Likewise, “financial theory does not account value to natural resources beyond their near-term cash flows (CFs).” These “models are still widely used, but no longer tenable.”
Urgent need for finance to intervene
The urgency of change is communicated well, depressingly so. As the authors say, “Things are getting worse on so many fronts simultaneously – climate change, biosphere loss, land system uses, freshwater use, biochemical flows, ocean acidification, air pollution.”
I was particularly impressed, indeed shocked, by the detailed material on the effect of rising sea levels, squirrelled away in a chapter looking at the insurance industry.
If we were to see a one-metre rise in sea levels later this century, one currently once-in-a-hundred-years flooding event would happen every six months in New York, and about once a month in Kolkata in India. In Wellington, New Zealand, it would happen with every single tide.
In a wonderfully deadpan, academic summing up the authors observe: “Translating flooding risk to financial losses, Hallegate and colleagues (2013) …(estimate) global losses could approach $1trn or more per year if flood defences are not upgraded.”
The urgency on the social front is equally well documented in this book. I learnt that 39% of people globally have a life expectancy below 70, that for 46% one in forty of their children will not reach their fifth birthday, and that 85% of us live in countries with a corruption score below 50/100.
A guide for financiers
To arms, to arms! And for any revolutionaries feeling lazy, the authors point out: “To guide the transition towards a sustainable and inclusive economy, the UN has (handily) developed the 2030 Agenda for Sustainable Development (UN, 2015).”
“The 17 UN SDGs stimulate action over the 2015–30 period in areas of critical importance for humanity and the planet.” It’s easy.
The finance industry just needs to get on with it and is well placed to do so for three reasons, according to the authors. Firstly, because “the allocation of funding to its most productive use is a key role of finance.”
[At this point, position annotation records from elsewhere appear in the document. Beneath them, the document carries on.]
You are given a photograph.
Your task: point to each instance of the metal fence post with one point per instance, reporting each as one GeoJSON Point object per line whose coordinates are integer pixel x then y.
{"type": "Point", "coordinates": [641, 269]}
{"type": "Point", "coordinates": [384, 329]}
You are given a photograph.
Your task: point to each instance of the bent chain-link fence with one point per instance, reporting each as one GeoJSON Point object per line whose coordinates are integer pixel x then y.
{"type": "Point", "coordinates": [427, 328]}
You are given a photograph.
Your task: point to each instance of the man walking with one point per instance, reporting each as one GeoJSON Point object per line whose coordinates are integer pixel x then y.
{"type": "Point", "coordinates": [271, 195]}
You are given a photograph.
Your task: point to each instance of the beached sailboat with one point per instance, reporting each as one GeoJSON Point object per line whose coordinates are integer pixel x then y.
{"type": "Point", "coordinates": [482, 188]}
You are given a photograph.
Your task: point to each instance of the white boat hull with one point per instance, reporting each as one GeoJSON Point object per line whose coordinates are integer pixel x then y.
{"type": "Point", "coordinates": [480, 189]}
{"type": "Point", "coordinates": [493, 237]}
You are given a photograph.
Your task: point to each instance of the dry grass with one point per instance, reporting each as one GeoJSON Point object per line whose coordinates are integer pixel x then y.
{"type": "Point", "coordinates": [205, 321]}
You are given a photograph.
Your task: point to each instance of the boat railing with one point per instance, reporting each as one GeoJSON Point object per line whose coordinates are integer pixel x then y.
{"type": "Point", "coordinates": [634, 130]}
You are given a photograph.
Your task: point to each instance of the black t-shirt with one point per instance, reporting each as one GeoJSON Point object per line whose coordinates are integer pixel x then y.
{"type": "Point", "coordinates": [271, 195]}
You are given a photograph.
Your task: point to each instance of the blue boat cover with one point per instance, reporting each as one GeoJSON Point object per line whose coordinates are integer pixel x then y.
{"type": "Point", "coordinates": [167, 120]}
And: “If the financial sector chooses to finance sustainable companies and projects, they can accelerate the transition.” Secondly, because “investors can also influence the companies through their governance role and a rising trend in sustainable investment is engagement with companies.”
Finally, “finance is good at pricing the risk of future CFs for valuation purposes,” and “scenario analysis is increasingly used to assess the risk and valuation under different (climate) scenarios,” the authors write.
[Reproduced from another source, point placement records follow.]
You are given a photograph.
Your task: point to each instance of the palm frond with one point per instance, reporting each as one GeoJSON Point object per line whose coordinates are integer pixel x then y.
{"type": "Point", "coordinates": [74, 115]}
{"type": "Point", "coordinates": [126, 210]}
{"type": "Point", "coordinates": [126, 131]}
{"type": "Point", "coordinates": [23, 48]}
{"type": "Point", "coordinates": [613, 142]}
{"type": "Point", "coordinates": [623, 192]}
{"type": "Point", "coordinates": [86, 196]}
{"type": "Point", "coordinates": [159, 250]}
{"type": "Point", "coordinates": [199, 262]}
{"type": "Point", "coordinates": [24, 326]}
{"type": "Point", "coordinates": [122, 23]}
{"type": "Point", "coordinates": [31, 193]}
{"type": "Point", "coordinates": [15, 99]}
‘Fossil fuel stocks should be priced at zero’
Here the discussion of net present value (NPV) pricing models is interesting, with the authors pulling a ‘rabbit out of the hat’ by suggesting one fossil fuel stock currently priced at $126 should in fact be priced at zero. These arguments reminded me of Thierry Philipponnat’s research at Finance Watch.
Ranting against “the bias towards short-termism,” the authors argue “there is a widely felt need to reorient finance from the short term to the long term.” They touch on the extent to which companies are pushed by shareholders demanding quarterly reporting as investors worship quarterly performance returns. But I fear, while alluded to, this puzzle remains unsolved by this book.
Still, this is compulsory reading for anyone entering the impact industry to understand “the role finance (investors and lenders) can play in shaping this future and making production and consumption more sustainable.”